La Solveko, una delle poche industrie chimiche del parmense, ha proclamato lo stato di crisi. La nota azienda di Rimale di Fidenza ha accumulato troppi debiti, ai quali non riesce più a far fronte. Per questo, quando già un creditore aveva chiesto il fallimento, l’amministratore unico di Solveko Valter Bovati si è rivolto al Tribunale di Parma, chiedendo di poter presentare una proposta di concordato.

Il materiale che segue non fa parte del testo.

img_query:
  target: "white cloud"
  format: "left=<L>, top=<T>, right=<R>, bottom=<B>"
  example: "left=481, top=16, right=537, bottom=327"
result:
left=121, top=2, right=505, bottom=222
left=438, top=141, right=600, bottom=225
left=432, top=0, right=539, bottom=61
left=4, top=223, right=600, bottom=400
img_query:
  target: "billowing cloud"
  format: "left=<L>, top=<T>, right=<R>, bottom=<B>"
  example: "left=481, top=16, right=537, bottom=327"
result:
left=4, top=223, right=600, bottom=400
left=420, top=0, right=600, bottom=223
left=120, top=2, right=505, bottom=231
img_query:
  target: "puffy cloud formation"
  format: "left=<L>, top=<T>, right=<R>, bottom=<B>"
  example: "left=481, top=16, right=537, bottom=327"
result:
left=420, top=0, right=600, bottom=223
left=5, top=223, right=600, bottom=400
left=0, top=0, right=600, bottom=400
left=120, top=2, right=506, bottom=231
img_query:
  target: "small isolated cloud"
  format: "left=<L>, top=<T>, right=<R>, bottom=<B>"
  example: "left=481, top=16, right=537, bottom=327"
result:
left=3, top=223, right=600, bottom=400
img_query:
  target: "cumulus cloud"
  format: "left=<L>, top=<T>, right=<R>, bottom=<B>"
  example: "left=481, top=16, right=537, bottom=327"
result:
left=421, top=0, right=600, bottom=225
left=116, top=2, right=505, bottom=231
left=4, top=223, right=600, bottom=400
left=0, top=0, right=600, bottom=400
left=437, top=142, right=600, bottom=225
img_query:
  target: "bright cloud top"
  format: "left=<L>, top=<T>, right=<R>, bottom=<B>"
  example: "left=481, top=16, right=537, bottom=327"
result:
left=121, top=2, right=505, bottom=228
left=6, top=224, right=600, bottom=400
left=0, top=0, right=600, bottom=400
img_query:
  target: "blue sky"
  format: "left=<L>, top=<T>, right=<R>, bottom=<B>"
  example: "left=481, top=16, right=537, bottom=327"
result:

Chiederà ai suoi creditori di rinunciare a parte di quanto da loro atteso.

Solveko è presente sul mercato da oltre quarant’anni. Si occupa del recupero e del trattamento di solventi industriali inquinati derivanti dai cicli produttivi di industrie chimiche, industrie farmaceutiche, industrie meccaniche e da centri di raccolta e di stoccaggio autorizzati.

Il giudice Pietro Rogato ha concesso tempo fino al 28 settembre 2017 per stendere una precisa proposta di concordato. La gestione della questione è stata affidata al commissario giudiziale Gino Capelli, che ha già seguito altre difficili crisi aziendali, come quelle del gruppo Guru, della Magic di Bogolese, della McDrill di Fintanellato, Center Auto, eccetera.